Helsinki White - James Thompson
Helsinki WhiteAn Inspector Vaara Novel
Berkley Prime Crime
After the events of SNOW ANGELS and LUCIFER’S TEARS, Inspector Kari Vaara is Finland’s most famous hero cop. He’s pretty much untouchable. That alone makes him perfect for the project the national chief of police has in mind for him. In a nutshell, Vaara, along with his partners, the genius Milo and the burly Sulo, will become a black ops team. They report only to the national chief, and their job will be undermining the bad guys wherever possible, by whatever means they like. They can break and enter, rob, plant evidence, whatever it takes. Of course, there will be money accrued by these activities. And, of course, the national chief wants a cut.
It’s possible that Vaara might not have agreed in other circumstances. As it is, his wife is expecting their first child very soon, and Vaara must undergo brain surgery to remove a tumor. It might not seem like the best time to be acting like Robin Hood, but it gives Vaara a purpose. And, as it turns out, they’re all quite good at it. Taking drugs, money, and guns out of the hands of criminals is quite satisfying. Getting to dispose of the spoils at will is even better.

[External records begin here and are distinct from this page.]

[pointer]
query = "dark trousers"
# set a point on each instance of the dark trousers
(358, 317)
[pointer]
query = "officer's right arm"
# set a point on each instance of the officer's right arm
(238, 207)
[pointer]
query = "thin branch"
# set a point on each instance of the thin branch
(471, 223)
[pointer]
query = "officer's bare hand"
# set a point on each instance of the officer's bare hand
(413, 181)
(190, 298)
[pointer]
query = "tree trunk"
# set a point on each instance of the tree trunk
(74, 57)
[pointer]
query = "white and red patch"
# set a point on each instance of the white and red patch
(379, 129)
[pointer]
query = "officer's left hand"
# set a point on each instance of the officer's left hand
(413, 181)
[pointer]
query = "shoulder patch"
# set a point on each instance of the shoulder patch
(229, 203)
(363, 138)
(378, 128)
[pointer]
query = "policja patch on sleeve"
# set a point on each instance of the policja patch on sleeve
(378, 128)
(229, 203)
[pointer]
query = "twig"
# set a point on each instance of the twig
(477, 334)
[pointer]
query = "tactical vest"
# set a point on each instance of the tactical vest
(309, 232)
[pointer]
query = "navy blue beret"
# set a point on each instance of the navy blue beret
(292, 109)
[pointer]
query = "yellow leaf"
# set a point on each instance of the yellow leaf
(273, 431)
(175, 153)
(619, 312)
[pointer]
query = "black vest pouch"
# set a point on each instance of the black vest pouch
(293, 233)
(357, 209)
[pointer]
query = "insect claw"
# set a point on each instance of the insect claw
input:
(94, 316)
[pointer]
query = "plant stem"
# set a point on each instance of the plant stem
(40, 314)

While Vaara recovers from surgery, the news announces the murder of a woman who was a “champion of immigrants’ rights” in Finland. Her death sets off a series of hate crimes between black and white. Vaara, the national hero cop, is the logical choice to solve this murder and put an end to the racial violence.
Before reading this series, I had no idea that Finland’s population was recently increased by an influx of refugees from Somalia. It seems to be a fairly well-kept secret outside the country, but inside Finland, there are hate groups that blame any social wrong on the black immigrants. (See the author’s note at the end for more information.) It’s an incendiary situation, just waiting for someone to light the fuse.

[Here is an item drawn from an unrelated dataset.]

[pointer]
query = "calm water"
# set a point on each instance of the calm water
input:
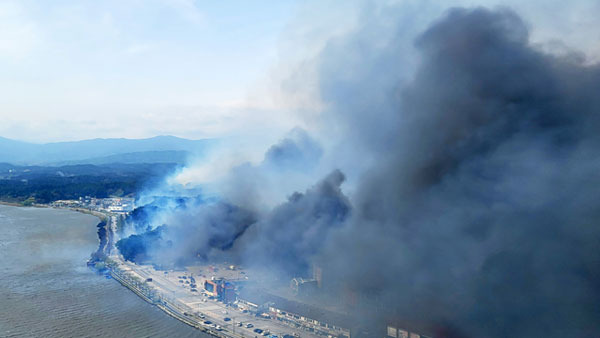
(46, 290)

The story moves seamlessly from the black ops to the murder investigation, and then widens to encompass the kidnapping of two adult children from a very wealthy family. All of these ingredients seem disparate, but they all come together in the end. The narrative is almost sparse, and the pacing is swift and even. Each character grows and sharpens, so that, in the end, no one is left unchanged. There’s both beauty and brutality in this novel; as in life, often the brutal overshadows everything else.